Просто потому, что публика вокруг подобралась на редкость бестолковая и всё больше шепчется и причитает. Никакого тебе осуждения или резковатого «не дурачься». Никакой тебе проповеди о потраченном зря времени или же скрытого одобрения. Да что там одобрения! Он иногда был готов ухо продать, лишь бы почаще видеть, как дёргается уголок изуродованного рта, с трудом сдерживая усмешку. Он и сейчас готов его продать, только бы это избавило от приступа острой, резанувшей по нервам ностальгии. Только бы отпустило.

И, как это обычно водится, спасает не вдох-выдох и отвлечённые мысли, а злость. Злость, которую ему есть на ком выместить.

В конце концов, женщин он бьёт редко.

В конце концов, только один, да и то не человек вовсе, мог заставить его притормозить или отпустить уже сжавшийся кулак.

Всего один.

И того больше рядом нет.

Перестаёт кривляться и кокетничать.

Перестаёт бросать притворно умоляющие взгляды. Дожидается, когда бугай приблизится, и играючи выдирает вилы из его руки.

Всё просто до блевоты.

Уходит от удара, чуть сдвигается влево и, ухватившись за древко, дёргает на себя.

Всё.

Недоумение испытывает в первые мгновения. Недоумение, что сменяется презрением спустя долю секунды. Спустя долю секунды и один хороший удар в широкую челюсть, по которой захочешь — не смажешь.

— Ты настолько жалкий, что я уже хочу помыть руки, — сообщает рухнувшему на колени дезориентированному противнику и помогает ему отбыть в объятия Морфея, ухватив за волосы и как следует приложив о своё колено, а после примеривается к непривычному орудию и пробует его на вес, покручивая пальцами. Раздосадованно цокает языком и оторопевшим, замершим на своих местах стражам порядка с прискорбием в голосе выносит вердикт: — Баланс дерьмо. Ненавижу такие штуки.

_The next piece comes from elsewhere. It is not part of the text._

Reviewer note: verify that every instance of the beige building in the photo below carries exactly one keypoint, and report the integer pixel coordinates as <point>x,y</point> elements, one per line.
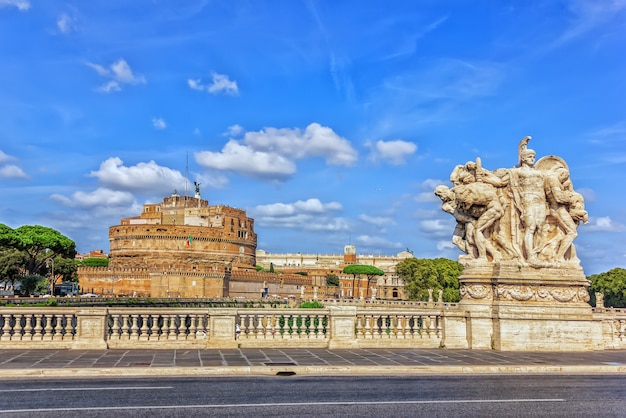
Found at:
<point>388,286</point>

— Так ты нанятый, что ли? — растерянно даже, с широко раскрытыми глазами спрашивает главный, и Луке хочется похлопать его по круглой упругой щеке, а после потребовать, чтобы кто-нибудь из девок немедля принёс сахарной свёклы с кухни. Животных же следует поощрять. — А хозяин тогда где?

Луке хочется похлопать его по круглой упругой щеке, но он только пожимает плечами и напускает на себя самый невинный вид, на который способен.

— Вышел. Дня… — Поворачивается к блондинке, у которой на щеке виднеется нехилый такой синяк и вся краска размазалась, и она понятливо подсказывает негромким шёпотом. — Неделю назад. Может, поскользнулся на коровьем дерьме да сдох где? Мне очень жаль и всё такое?

— Ты мне тут зубы не заговаривай… Платить кто будет?

— Вот мы и перешли к самой интересной части. Считай, что предприятие закрылось за убыточностью, а значит, процента больше не будет. А теперь, если вы позволите, господа…

Поворачивается спиной нарочно, делает вид, что собирается уйти.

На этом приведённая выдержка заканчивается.